Sepiapterin reductase plays an enzymatic role in the biosynthesis of tetrahydrobiopterin, which is reported in limited studies to regulate the progression of several tumors. However, the role of sepiapterin reductase in hepatocellular carcinoma remains largely unknown. Here, we found that sepiapterin reductase was frequently highly expressed in human hepatocellular carcinoma, which was significantly associated with higher T stage, higher tumor node metastasis stage, and even shorter survival of hepatocellular carcinoma patients. Furthermore, cell and animal experiments showed that sepiapterin reductase depletion inhibited cancer cell proliferation and promoted cancer cell apoptosis. Importantly, the results suggested that sepiapterin reductase enzymatic activity was not necessary for the progression of hepatocellular carcinoma, based on the comparison between SMMC-7721 and SMMC-7721 containing sepiapterin reductase mutant. Moreover, we showed that sepiapterin reductase regulated the development of hepatocellular carcinoma via the FoxO3a/Bim-signaling pathway. Collectively, our study suggests that sepiapterin reductase controls hepatocellular carcinoma progression via FoxO3a/Bim signaling in a nonenzymatic manner, which provides a potential prognostic factor and therapeutic strategy for hepatocellular carcinoma.

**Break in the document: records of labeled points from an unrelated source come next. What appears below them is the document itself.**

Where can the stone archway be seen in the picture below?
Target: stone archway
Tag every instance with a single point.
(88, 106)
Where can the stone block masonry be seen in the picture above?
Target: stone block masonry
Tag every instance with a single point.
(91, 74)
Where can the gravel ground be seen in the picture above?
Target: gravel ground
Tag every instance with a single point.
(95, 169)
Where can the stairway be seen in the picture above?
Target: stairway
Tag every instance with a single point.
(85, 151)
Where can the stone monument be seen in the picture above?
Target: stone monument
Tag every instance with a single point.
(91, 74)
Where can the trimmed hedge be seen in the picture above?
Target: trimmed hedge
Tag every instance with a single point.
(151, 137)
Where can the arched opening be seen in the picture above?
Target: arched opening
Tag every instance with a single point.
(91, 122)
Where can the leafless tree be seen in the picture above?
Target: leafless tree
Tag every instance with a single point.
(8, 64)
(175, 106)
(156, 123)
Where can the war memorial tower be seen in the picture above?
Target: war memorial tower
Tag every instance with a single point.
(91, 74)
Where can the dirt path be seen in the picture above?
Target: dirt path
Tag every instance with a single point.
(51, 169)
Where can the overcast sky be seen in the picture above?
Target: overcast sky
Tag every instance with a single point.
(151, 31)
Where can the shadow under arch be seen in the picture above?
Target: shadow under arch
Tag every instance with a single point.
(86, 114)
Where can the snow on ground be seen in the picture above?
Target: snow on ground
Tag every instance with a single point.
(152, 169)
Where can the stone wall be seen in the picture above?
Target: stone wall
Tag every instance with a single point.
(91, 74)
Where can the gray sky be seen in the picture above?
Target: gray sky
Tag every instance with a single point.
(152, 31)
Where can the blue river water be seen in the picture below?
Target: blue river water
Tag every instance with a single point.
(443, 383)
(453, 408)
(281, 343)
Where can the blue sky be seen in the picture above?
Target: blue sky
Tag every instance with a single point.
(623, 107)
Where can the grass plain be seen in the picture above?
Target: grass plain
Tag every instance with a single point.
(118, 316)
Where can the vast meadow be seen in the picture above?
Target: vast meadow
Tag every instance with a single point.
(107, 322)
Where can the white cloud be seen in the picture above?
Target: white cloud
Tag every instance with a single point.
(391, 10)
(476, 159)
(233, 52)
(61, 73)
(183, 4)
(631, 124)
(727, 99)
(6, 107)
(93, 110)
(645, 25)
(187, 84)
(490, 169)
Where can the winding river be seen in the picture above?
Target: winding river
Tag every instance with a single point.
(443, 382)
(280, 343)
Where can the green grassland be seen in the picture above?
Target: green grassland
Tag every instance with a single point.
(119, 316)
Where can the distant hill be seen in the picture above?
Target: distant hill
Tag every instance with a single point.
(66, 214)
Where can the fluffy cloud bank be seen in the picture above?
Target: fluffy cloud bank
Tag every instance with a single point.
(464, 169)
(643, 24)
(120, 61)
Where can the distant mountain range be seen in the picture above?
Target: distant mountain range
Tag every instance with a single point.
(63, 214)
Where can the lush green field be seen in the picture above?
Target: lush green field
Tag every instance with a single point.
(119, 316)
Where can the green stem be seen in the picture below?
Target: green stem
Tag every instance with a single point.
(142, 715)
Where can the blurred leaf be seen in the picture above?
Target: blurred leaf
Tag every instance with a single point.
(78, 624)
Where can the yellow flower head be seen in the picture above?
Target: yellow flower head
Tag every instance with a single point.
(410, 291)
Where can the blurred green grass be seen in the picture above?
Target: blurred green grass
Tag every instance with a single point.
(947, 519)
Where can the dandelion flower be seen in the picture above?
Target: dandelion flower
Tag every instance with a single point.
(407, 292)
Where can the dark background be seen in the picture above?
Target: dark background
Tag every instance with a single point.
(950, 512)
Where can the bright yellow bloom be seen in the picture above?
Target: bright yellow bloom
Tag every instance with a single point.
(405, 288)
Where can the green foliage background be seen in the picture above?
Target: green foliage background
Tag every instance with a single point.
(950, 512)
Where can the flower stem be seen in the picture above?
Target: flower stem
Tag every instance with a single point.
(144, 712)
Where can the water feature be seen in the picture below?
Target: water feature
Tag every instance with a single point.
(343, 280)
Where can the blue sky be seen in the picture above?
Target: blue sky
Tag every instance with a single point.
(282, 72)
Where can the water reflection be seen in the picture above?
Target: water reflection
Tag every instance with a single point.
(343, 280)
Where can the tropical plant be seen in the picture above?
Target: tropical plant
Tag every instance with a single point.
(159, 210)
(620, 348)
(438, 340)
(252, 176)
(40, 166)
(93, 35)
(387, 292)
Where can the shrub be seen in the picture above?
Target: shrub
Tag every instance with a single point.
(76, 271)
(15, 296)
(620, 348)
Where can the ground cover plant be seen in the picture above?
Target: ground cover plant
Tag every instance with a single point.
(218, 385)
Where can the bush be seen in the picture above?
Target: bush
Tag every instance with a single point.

蝶呤还原酶在四氢生物蝶呤的生物合成中发挥酶的作用,有限的研究表明四氢生物蝶呤可调节几种肿瘤的进展。然而,蝶呤还原酶在肝细胞癌中的作用在很大程度上仍不清楚。在这里,我们发现蝶呤还原酶在人肝细胞癌中频繁高度表达,与更高的 T 分期、更高的肿瘤淋巴结转移分期甚至更短的肝细胞癌患者生存期显著相关。此外,细胞和动物实验表明蝶呤还原酶缺失抑制癌细胞增殖并促进癌细胞凋亡。重要的是,结果表明,基于 SMMC-7721 和含有蝶呤还原酶突变体的 SMMC-7721 之间的比较,蝶呤还原酶的酶活性对于肝细胞癌的进展不是必需的。此外,我们表明蝶呤还原酶通过 FoxO3a/Bim 信号通路调节肝细胞癌的发生。总之,我们的研究表明,蝶呤还原酶通过非酶方式通过 FoxO3a/Bim 信号控制肝细胞癌的进展,为肝细胞癌提供了一个潜在的预后因素和治疗策略。